Preseason All-American linebacker Josey Jewell called the move “an awesome transition” and labeled Wallace as “an amazing coach” because of his attention to detail.
“He exemplifies that and puts it out there for you to understand,” Jewell said. “He puts all these things up on the board and you’re just like, it’s brilliant at the basics and he’ll put up the letters and you’ll have to guess what the words go out as. He’s into that kind of that stuff.”
Wallace’s elevation to assistant defensive coordinator was a way for Ferentz to reward him.
“In his past, you’d see the leadership traits,” Ferentz said. “He’s one of the guys that looks for things to do. I can’t keep up with him. Those are good guys to have on your staff. He’s always throwing stuff on your desk. Not bull crap stuff, but good stuff to look at, contemplate and that type of thing.
“So, you know, there are some guys that are just doing that. They’re always thinking about the next move, they’re staying a step ahead without doing a haphazard job on what it is they’re supposed to be doing. So I just thought we’ve all been really impressed.”

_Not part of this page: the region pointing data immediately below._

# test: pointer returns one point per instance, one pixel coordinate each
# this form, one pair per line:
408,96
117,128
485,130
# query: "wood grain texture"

Similar to Kirk Ferentz, Wallace keeps his commentary short when talking about himself. He likes Iowa but doesn’t marvel at the road he’s traveled. He just focuses on the task at hand.
“I’m certainly very appreciative of where I’m at,” Wallace said. “My father certainly was a coach, so it was something I wanted to get into. But I had no plans of being here or being in this position. But certainly I’m thankful that I had the opportunity here eight years ago to be a graduate assistant for Norm Parker and then have the opportunity to come back four years ago.”
With his previous experience as a coordinator and his leadership skills, Wallace has potential to become a Division I defensive coordinator or head coach. Ferentz remained upbeat about Wallace’s prospects.
“As far as the future,” Ferentz said, “he’s an excellent coach, and I’m really pleased he’s on our staff. All of us are.”